# Lake Saint Mary's Catfish Basketball



## BigLunkerSOB

I'm sure others have seen this story, but a friend sent it to me in email and I had to share this one. Hell, these pics might be from someone on this site. Pretty Funny story! 

A Fish Story.........

A guy who lives at Lake Saint Mary's (60 miles north of Dayton, OH ) saw a ball bouncing around kind of strange in the lake and went to investigate. It turned out to be a flathead catfish that had apparently tried to swallow a basketball which became stuck in its mouth!!

The fish was totally exhausted from trying to dive, but unable to, because the ball would always bring him back up to the surface. The guy tried numerous times to get the ball out, but was unsuccessful. He finally had his wife cut the ball in order to deflate it and release the hungry catfish.

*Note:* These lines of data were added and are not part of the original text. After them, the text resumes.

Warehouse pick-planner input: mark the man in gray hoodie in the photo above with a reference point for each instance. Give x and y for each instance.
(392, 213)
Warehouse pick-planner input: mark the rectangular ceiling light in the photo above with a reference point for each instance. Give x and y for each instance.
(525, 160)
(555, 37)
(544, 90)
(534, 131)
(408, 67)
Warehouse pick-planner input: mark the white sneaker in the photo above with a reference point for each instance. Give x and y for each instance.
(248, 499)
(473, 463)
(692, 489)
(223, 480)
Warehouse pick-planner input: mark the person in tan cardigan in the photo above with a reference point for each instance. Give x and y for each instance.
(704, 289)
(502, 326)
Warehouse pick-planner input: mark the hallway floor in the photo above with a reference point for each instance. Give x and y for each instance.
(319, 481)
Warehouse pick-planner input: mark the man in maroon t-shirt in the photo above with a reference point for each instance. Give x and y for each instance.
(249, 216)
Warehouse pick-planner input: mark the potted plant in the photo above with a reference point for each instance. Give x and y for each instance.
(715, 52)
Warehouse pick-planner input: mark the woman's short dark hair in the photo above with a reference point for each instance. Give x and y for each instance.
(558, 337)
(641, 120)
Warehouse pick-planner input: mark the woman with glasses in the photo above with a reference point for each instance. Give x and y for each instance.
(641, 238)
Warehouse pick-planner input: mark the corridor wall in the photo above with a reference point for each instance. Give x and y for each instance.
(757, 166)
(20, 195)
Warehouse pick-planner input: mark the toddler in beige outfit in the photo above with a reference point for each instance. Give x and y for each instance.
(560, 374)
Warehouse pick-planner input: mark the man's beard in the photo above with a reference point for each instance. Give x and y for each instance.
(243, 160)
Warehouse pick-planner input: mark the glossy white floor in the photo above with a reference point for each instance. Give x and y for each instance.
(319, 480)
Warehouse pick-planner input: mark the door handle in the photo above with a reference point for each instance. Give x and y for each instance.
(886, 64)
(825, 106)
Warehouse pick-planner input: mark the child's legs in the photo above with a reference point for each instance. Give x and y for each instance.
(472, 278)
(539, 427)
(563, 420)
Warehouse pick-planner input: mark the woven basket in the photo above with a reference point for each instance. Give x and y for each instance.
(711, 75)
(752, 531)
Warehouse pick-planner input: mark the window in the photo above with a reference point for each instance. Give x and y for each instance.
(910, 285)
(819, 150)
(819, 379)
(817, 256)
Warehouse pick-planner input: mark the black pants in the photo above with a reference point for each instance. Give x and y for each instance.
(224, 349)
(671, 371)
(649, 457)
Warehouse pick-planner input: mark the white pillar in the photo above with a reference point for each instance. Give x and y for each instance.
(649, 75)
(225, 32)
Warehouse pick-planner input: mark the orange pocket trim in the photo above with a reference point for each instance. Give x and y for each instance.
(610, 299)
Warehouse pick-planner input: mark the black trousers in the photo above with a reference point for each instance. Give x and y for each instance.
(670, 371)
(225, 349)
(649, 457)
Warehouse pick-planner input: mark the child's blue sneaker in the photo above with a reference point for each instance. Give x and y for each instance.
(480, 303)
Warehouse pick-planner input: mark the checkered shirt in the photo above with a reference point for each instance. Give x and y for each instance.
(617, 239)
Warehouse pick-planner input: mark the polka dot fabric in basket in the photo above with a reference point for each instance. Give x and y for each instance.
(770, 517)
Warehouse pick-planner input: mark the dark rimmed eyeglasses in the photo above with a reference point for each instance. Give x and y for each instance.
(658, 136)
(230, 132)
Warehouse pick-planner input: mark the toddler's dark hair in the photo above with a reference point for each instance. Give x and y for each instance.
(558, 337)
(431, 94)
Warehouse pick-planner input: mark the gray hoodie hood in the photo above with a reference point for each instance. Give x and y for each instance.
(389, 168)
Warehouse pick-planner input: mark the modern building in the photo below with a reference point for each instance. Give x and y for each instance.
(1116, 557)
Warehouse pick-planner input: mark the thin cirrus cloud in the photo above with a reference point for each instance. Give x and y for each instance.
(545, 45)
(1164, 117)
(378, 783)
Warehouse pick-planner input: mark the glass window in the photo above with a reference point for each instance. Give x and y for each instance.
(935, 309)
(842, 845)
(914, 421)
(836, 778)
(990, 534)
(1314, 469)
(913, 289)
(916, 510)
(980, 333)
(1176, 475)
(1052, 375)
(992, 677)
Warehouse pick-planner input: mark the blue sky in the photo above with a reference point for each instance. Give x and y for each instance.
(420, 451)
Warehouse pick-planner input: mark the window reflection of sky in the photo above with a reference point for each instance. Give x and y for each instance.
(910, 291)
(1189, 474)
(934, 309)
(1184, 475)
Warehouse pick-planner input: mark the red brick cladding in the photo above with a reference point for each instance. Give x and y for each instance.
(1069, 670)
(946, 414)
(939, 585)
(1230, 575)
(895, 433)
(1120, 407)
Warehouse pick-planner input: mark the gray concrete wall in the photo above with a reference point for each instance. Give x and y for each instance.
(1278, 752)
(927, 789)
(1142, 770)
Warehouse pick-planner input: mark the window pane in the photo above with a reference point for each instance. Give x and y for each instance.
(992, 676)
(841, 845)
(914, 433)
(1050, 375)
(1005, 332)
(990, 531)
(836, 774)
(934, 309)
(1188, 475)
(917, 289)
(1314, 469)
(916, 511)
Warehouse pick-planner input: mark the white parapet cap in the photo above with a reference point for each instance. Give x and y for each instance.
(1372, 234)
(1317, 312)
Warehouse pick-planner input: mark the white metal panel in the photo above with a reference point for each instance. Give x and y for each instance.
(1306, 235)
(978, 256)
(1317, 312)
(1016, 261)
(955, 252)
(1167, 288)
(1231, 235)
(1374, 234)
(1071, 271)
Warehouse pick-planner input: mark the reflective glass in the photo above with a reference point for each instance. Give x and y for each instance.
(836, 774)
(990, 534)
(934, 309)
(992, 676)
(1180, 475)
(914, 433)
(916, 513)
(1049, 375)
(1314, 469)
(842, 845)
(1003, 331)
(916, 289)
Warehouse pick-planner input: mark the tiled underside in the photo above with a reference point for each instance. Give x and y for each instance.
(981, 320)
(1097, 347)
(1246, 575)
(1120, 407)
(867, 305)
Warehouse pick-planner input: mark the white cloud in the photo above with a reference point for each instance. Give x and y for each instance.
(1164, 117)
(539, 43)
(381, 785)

You probably wouldn't have believed this, if you hadn't seen the following pictures:

Be kinder than necessary because everyone bites off more than they can chew sometime in life...


----------



## Jjju187

That is hilarious, thanks for sharing the story


----------



## gryan1966

Sorry but its not from GLSM

http://www.snopes.com/photos/animals/catchfish.asp


----------



## H2O Mellon

Man this is the 3,123 rd time this has shown up.


----------



## mastercatman

H2O Mellon said:


> Man this is the 3,123 rd time this has shown up.


I agree, dead story! Ridiculous how long that has circulated and now it's from GLSM! LOL!


----------